I hope you will take their advice or Crackem's. You're quite a few years away so maybe find ways to help/volunteer fund raise for rescues. Great ways to learn and make contacts too!

Best to you! 




HeidiGS said:


> Got my situation perfectly.


----------



## HeidiGS (Jul 8, 2013)

Gwenhwyfair said:


> I respect your honesty.
> 
> Now, you've been advised by three _moderators_ on this board with good advice.
> 
> ...


Thanks, and I'm trying but I'm just so limited. I was considering volunteering at a rescue in the next few years, but I wasn't sure. Any advice on that?


----------



## HeidiGS (Jul 8, 2013)

The only thing you missed is that my parents were considering getting another dog, but probably not.


----------



## Gwenhwyfair (Jul 27, 2010)

In blue - Yeah, that's what I figured. Plus there's limits as to what minors can do due to liability issues.

I was able to work at stables cleaning stalls and grooming horses and was involved in 4H....trying to think what is similar to 4H in the dog world. I do know that AKC conformation shows have a junior handlers program. Breeders will train you and allow you to show their dogs. Perhaps try to find something like that and I would suggest being open to all breeds at first to get the best shot at it. 

I think a member here, Xeph, helps junior handlers, contact her and maybe she can point you in the right direction.

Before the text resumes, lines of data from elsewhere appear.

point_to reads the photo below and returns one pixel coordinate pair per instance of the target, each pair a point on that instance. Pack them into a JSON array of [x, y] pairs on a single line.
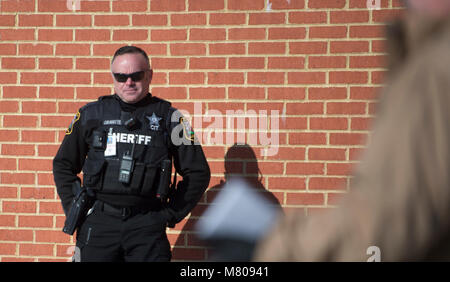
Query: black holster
[[83, 201]]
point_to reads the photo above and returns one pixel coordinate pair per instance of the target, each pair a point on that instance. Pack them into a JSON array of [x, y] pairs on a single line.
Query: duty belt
[[123, 212]]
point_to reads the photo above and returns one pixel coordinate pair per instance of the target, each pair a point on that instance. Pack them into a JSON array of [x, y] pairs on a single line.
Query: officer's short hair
[[130, 50]]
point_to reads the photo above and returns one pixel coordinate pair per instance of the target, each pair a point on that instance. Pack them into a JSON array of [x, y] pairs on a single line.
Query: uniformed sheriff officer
[[120, 143]]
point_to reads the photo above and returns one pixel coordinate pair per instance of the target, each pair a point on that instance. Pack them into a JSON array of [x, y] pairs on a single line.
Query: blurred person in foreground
[[400, 197]]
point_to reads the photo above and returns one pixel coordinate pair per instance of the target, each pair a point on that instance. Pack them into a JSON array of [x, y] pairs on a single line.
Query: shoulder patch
[[75, 119], [187, 129]]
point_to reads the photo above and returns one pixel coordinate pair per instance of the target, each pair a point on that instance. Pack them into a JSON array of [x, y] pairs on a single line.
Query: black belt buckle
[[126, 211]]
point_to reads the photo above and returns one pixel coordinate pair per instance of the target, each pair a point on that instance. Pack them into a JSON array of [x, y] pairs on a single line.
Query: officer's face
[[134, 88]]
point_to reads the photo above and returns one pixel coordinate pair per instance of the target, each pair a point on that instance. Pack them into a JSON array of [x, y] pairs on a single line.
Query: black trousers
[[105, 237]]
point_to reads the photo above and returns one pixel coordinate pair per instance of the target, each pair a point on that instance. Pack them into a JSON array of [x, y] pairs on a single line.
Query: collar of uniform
[[409, 34], [127, 107]]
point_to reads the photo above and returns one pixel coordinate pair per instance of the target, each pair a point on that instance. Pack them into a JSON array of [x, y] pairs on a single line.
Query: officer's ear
[[150, 74]]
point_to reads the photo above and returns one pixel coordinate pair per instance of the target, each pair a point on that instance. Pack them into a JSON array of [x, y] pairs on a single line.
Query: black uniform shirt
[[189, 162]]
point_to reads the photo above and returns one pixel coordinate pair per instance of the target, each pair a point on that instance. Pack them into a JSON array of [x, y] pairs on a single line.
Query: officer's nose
[[129, 81]]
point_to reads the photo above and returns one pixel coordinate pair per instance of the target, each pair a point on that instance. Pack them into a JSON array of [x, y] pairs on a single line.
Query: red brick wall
[[319, 63]]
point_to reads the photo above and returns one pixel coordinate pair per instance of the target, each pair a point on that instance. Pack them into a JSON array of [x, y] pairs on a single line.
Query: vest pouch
[[150, 180], [92, 173], [111, 182]]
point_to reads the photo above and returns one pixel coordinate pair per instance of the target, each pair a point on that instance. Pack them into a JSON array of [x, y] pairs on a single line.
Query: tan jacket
[[400, 199]]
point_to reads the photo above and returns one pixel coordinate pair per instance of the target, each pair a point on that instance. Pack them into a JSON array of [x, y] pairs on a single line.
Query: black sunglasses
[[135, 76]]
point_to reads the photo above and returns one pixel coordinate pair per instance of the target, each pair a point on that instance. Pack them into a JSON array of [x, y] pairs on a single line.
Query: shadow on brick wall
[[240, 160]]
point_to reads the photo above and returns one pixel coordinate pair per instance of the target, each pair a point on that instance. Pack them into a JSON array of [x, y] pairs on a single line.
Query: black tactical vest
[[149, 134]]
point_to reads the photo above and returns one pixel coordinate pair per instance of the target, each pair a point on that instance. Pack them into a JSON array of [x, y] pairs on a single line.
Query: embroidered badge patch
[[187, 129], [75, 119], [154, 121]]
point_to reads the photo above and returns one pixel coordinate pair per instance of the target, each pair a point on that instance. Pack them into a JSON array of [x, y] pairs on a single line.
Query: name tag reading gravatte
[[111, 144]]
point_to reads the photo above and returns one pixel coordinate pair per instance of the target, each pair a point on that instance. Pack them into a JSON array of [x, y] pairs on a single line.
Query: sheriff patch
[[75, 119], [154, 122]]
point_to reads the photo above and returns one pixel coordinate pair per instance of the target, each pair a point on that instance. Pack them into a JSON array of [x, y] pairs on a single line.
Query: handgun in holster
[[83, 201], [166, 189]]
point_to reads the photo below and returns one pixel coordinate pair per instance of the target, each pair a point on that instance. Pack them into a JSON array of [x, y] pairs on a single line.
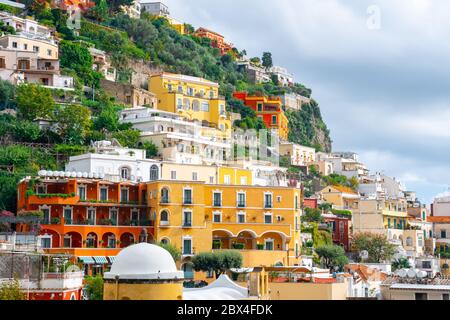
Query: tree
[[312, 215], [174, 251], [11, 291], [376, 245], [267, 60], [34, 101], [94, 287], [401, 263], [332, 256], [218, 262], [74, 123]]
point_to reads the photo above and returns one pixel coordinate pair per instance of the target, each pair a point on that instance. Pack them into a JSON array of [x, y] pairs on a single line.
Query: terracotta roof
[[439, 219]]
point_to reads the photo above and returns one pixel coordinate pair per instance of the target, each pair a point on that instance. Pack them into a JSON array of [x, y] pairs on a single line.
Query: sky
[[380, 71]]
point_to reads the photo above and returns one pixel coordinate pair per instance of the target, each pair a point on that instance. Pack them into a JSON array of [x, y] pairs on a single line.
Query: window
[[164, 195], [164, 217], [41, 189], [421, 296], [46, 213], [241, 217], [67, 214], [113, 215], [268, 200], [46, 242], [67, 241], [241, 200], [154, 173], [187, 246], [217, 199], [82, 192], [217, 217], [125, 173], [187, 196], [274, 119], [103, 193], [124, 195], [187, 219], [90, 216], [205, 106]]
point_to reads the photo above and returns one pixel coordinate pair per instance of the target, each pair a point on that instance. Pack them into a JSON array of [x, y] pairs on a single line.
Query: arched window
[[154, 173], [409, 241], [164, 195], [164, 216]]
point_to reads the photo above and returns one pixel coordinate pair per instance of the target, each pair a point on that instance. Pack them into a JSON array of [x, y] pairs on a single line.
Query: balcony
[[164, 201]]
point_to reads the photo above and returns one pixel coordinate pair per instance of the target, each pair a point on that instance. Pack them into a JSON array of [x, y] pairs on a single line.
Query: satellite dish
[[402, 273], [411, 273], [364, 254]]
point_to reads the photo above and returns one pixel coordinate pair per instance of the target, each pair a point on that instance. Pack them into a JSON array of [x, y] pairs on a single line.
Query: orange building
[[87, 217], [217, 40], [269, 110]]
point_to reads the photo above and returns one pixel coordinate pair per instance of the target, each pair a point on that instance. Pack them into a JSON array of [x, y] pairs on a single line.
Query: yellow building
[[342, 198], [191, 97], [262, 222], [143, 272]]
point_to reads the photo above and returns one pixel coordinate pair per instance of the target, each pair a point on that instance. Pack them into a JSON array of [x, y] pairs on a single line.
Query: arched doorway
[[109, 240], [245, 240]]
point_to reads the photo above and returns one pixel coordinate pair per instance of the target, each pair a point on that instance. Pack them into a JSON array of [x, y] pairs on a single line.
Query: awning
[[87, 260], [101, 260]]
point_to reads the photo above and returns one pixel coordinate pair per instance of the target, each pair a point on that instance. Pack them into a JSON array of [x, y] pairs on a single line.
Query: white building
[[298, 155], [285, 78], [116, 163], [178, 140]]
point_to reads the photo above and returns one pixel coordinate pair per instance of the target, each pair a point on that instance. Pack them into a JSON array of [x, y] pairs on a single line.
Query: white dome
[[144, 261]]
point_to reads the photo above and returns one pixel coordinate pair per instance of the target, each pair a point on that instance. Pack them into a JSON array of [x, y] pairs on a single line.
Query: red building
[[217, 40], [91, 219], [310, 203], [340, 229], [269, 110]]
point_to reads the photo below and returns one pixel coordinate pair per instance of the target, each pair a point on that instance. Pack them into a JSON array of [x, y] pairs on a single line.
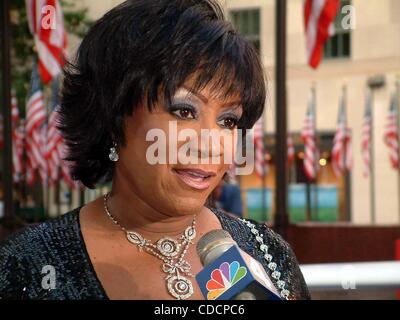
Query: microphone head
[[213, 244]]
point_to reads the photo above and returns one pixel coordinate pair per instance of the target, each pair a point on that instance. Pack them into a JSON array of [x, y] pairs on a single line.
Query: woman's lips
[[195, 178]]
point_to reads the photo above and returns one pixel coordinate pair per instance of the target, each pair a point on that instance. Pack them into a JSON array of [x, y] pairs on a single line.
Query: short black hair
[[133, 51]]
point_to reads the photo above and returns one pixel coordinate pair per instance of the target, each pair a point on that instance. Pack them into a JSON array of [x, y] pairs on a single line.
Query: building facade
[[369, 49]]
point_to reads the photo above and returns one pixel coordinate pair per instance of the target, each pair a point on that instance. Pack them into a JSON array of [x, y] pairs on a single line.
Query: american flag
[[260, 152], [319, 16], [55, 143], [35, 131], [291, 150], [392, 133], [50, 36], [308, 135], [341, 151], [366, 136]]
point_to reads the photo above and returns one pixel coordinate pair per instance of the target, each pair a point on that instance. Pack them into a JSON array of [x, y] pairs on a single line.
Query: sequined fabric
[[59, 243]]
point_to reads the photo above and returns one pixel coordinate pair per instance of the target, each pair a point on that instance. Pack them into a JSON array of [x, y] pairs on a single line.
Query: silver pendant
[[180, 287], [168, 247]]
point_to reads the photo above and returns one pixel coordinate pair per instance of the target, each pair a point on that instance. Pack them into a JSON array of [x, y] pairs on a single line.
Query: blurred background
[[327, 157]]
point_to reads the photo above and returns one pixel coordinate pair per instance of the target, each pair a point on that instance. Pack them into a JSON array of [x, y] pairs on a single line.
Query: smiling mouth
[[195, 178]]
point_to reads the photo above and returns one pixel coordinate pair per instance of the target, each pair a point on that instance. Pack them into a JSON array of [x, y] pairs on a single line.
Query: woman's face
[[170, 161]]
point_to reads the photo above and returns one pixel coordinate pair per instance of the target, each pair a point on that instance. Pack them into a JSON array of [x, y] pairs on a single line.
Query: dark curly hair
[[137, 49]]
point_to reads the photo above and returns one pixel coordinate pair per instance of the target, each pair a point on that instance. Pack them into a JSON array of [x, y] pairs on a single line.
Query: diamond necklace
[[170, 251]]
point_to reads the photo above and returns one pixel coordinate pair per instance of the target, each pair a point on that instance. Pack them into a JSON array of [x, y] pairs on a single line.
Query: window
[[339, 45], [247, 23]]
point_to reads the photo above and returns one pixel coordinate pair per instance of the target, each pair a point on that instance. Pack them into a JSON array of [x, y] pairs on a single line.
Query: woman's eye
[[184, 113], [228, 123]]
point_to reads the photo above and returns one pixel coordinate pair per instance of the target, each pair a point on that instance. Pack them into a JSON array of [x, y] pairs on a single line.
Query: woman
[[145, 66]]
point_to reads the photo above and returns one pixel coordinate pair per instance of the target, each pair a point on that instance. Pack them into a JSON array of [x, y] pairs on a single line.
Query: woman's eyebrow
[[205, 100], [199, 95]]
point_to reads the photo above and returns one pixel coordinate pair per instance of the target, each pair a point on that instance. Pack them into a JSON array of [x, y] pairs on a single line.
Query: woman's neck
[[134, 214]]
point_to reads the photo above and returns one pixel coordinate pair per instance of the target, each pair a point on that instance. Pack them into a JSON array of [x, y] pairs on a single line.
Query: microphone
[[229, 273]]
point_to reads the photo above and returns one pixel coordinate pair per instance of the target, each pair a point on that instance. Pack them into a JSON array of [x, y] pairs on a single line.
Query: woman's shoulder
[[46, 249], [271, 250]]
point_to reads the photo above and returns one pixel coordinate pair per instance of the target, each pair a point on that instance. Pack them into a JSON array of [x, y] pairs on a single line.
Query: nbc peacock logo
[[223, 278]]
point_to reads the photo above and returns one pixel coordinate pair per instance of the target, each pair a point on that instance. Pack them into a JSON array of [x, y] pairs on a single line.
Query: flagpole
[[397, 97], [281, 220], [345, 155], [6, 102], [317, 155], [372, 162], [263, 182]]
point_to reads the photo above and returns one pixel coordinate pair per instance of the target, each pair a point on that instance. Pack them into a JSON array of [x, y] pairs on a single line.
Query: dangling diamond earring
[[114, 157]]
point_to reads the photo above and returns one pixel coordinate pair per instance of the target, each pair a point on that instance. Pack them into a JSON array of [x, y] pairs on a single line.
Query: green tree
[[23, 50]]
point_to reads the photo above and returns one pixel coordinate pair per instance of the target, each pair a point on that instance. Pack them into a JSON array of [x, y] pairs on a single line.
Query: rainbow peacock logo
[[223, 278]]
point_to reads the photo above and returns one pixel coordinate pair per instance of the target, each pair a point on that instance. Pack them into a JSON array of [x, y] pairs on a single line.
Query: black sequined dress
[[59, 243]]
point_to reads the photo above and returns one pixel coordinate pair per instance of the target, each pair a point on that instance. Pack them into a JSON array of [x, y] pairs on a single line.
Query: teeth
[[196, 174]]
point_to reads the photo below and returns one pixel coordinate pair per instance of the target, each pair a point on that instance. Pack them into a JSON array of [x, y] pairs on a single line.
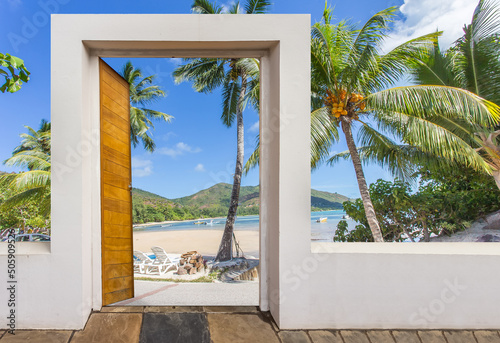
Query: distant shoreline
[[176, 221], [202, 219]]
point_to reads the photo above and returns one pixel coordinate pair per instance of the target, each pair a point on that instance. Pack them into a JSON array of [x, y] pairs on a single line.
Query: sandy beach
[[206, 242], [175, 221]]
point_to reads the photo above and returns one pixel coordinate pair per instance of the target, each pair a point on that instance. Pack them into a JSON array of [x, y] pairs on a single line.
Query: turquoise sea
[[319, 231]]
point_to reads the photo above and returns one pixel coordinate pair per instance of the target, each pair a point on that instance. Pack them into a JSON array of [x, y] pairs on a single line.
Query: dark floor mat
[[175, 328]]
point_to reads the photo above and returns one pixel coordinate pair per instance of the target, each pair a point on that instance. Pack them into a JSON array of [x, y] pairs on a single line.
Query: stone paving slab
[[324, 336], [173, 309], [380, 336], [175, 328], [110, 327], [459, 336], [406, 336], [243, 328], [37, 336], [122, 309], [293, 337], [487, 336], [354, 336], [231, 309], [433, 336]]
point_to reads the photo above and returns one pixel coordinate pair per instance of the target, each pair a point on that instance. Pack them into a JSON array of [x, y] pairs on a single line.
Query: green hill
[[213, 202]]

BTW- I don't want to come off making you feel bad, there is nothing wrong with dreaming! It's how you create goals and visions for your life.  Just one must be realistic that most dreams are achieved through steps, not big leaps.







HeidiGS said:


> Thanks, and I'm trying but *I'm just so limited*. I was considering volunteering at a rescue in the next few years, but I wasn't sure. Any advice on that?


----------



## HeidiGS (Jul 8, 2013)

Gwenhwyfair said:


> In blue - Yeah, that's what I figured. Plus there's limits as to what minors can do due to liability issues.
> 
> I was able to work at stables cleaning stalls and grooming horses and was involved in 4H....trying to think what is similar to 4H in the dog world. I do know that AKC conformation shows have a junior handlers program. Breeders will train you and allow you to show their dogs. Perhaps try to find something like that and I would suggest being open to all breeds at first to get the best shot at it.
> 
> ...


Thanks, I appreciate all the advice.


----------



## Xeph (Jun 19, 2005)

*waves* Hello. That is me, the helper of juniors (at least I try to).


----------



## Andaka (Jun 29, 2003)

Regional Clubs - Southwest

There is a German Shepherd club in Beaumont. You might try contacting them. Also, there are dog events in 4H such as conformation, obedience, and agility. The dogs don't have to be registered with any group to join.


----------



## HeidiGS (Jul 8, 2013)

Xeph said:


> *waves* Hello. That is me, the helper of juniors (at least I try to).


Lol, at least your trying.


----------



## HeidiGS (Jul 8, 2013)

Speaking of breeders, does anyone breed a dog like THE Dingo vom Haus Gero? 



 I'm in love with him moving...


----------